Anastasis is an allusion to resurrection, or revival. Not quite like the mod anastasis or ska anastasis. This is Dead Can Dance, and the reunion is pitched as a holy transcendence of the mere mortal or finite.
This idea is taken up on Children Of The Sun on which a Scott Walker-esque Brendan Perry consoles us that much as we came from the sun and ocean, to them we shall return, though one doubts we’ll know much about it.
Perry and Gerrard are steeped in philosophy, literature and ethnological study. And yet, for all its imperious beauty, there is a hollow, Gothic grandiosity about Anastasis. It doesn’t help that Gerrard lent her wordless sonorities to the mood music of Gladiator – tracks like Agape feel like the ambient plunder of TV travelogue, cinematic cliché, music to contemplate the sun setting over the pyramids to.

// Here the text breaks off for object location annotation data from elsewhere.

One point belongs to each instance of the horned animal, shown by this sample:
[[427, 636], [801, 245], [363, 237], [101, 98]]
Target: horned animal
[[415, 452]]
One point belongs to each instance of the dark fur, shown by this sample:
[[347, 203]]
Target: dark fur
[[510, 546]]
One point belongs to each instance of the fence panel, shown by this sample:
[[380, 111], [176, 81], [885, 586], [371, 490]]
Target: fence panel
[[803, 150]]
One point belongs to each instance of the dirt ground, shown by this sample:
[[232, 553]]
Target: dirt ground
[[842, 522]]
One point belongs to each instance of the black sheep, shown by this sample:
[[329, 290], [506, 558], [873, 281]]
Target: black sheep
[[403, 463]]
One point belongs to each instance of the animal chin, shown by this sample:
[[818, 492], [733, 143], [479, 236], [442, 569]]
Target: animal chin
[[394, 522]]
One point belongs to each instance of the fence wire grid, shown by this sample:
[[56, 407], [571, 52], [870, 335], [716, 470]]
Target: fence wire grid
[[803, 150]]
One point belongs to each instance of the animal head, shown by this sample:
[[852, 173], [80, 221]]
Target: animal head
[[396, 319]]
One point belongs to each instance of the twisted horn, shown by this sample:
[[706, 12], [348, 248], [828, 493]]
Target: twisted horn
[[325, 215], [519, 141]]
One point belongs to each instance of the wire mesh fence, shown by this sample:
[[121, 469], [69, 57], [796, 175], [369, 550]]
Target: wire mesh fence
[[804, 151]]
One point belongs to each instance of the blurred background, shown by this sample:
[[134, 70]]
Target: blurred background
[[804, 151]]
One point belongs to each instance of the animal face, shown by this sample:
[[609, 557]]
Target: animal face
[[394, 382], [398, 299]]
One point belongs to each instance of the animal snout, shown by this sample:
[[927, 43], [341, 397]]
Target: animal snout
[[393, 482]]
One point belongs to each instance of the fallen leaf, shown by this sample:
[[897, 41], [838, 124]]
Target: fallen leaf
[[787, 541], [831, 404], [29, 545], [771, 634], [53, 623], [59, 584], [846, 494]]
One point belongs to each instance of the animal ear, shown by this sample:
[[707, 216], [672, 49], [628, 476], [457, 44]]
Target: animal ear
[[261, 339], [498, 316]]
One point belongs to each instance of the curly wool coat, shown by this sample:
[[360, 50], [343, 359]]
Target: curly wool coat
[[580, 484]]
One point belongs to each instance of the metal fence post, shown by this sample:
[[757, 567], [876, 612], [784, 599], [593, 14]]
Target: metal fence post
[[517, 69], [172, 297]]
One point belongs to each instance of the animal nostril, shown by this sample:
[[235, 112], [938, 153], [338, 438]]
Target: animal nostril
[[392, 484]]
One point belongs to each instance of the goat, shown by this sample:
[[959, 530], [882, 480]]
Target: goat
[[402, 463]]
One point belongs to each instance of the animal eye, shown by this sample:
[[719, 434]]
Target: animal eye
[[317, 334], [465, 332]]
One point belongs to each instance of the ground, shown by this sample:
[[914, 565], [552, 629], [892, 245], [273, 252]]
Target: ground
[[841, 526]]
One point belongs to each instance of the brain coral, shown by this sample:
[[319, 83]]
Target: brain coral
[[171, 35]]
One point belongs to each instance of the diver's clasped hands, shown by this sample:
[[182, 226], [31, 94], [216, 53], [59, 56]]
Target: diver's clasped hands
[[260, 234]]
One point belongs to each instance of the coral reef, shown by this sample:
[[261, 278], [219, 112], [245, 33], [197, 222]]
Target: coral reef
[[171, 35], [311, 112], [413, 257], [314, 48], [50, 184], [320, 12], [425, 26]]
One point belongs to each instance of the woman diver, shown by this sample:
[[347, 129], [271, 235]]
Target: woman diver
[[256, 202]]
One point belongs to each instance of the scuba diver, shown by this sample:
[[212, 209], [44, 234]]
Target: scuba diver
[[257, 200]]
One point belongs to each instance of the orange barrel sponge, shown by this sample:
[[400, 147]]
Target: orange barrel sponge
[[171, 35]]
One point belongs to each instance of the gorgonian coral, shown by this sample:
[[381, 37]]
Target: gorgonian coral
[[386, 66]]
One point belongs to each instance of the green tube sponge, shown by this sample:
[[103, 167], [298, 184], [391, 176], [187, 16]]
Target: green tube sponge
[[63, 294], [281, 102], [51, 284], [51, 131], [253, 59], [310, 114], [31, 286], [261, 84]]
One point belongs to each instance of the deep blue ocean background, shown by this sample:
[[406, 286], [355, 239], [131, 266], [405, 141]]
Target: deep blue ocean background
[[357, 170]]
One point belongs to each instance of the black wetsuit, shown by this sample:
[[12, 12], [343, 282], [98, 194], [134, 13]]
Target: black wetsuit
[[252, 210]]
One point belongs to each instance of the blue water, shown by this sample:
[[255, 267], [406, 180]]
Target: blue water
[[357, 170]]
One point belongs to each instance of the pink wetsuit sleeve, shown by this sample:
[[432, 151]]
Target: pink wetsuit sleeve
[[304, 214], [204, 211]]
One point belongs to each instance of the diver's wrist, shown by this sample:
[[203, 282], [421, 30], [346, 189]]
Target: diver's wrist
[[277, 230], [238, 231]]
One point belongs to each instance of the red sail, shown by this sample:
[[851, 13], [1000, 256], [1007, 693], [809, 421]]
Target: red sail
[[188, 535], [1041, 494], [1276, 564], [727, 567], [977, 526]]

None of which is to say it isn’t impressive – the opening, Moroccan arch-like strings and stately rhythmical procession of Kiko is just the sort of thing to feed the loyal Dead Can Dance-loving troops.
But yesterday’s awesome post-punk Gothic majesty is today’s polished, mainstream soundtrack cliché. Production values have moved on; a little more nuance and more micro-detailing in the soundscaping of Anastasis would have helped.